Electrical engineers work on the production of all types of electrical equipment and machinery, making and testing new equipment, solving operating problems, and remaking or redesigning parts to ensure high quality. Teams of electrical engineers operate and maintain the machinery that supplies electricity from power stations to industries, working premises and private homes. The manufacturing industry depends on electrical engineers, as does the transport industry (railways, ships, aircraft and road vehicles).

Experienced electrical engineers are usually either incorporated engineers who specialise in the day-to-day management of engineering operations or chartered engineers who have a more strategic role, planning, researching and developing new ideas, and streamlining management methods.

The hours worked depend on the project in hand, priorities and deadlines. Electrical engineers sometimes have to work at weekends and at night.
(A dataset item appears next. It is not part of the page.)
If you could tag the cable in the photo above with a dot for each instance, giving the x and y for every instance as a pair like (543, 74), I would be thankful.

They work in offices, factories, workshops, power stations and laboratories.

Salaries may range from around £20,000 to £50,000 a year or more.

Electrical engineers should:

  • have an analytical mind
  • be good at maths
  • have the relevant technical skills
  • be interested in science and technology.

There are opportunities for qualified electrical engineers in a wide range of industries across the UK such as aerospace, marine, chemical, civil, energy and medical.

A degree or equivalent qualification is essential for a professional engineer. There are several routes for entry, but the most popular is to obtain a degree in a relevant subject before starting work. An alternative route to professional engineering status is to begin training for craft or technician-level jobs straight from school or to start with an employer as a technician apprentice. This normally requires GCSEs (A*-C) in English, maths and science or technology. The Diploma in engineering and the Diploma in construction and the built environment may also be relevant.

Following the award of a degree or an HNC/HND, electrical engineers can go on to register with the Engineering Council (ECUK) and work towards professional engineer status as either an Incorporated Engineer (IEng) or a Chartered Engineer (CEng). Electrical engineers are expected to undertake continuing professional development (CPD).

There are promotion routes in all companies for people with the right ability and skills. Some larger companies offer the possibility of overseas work, especially within Europe, Asia and the USA.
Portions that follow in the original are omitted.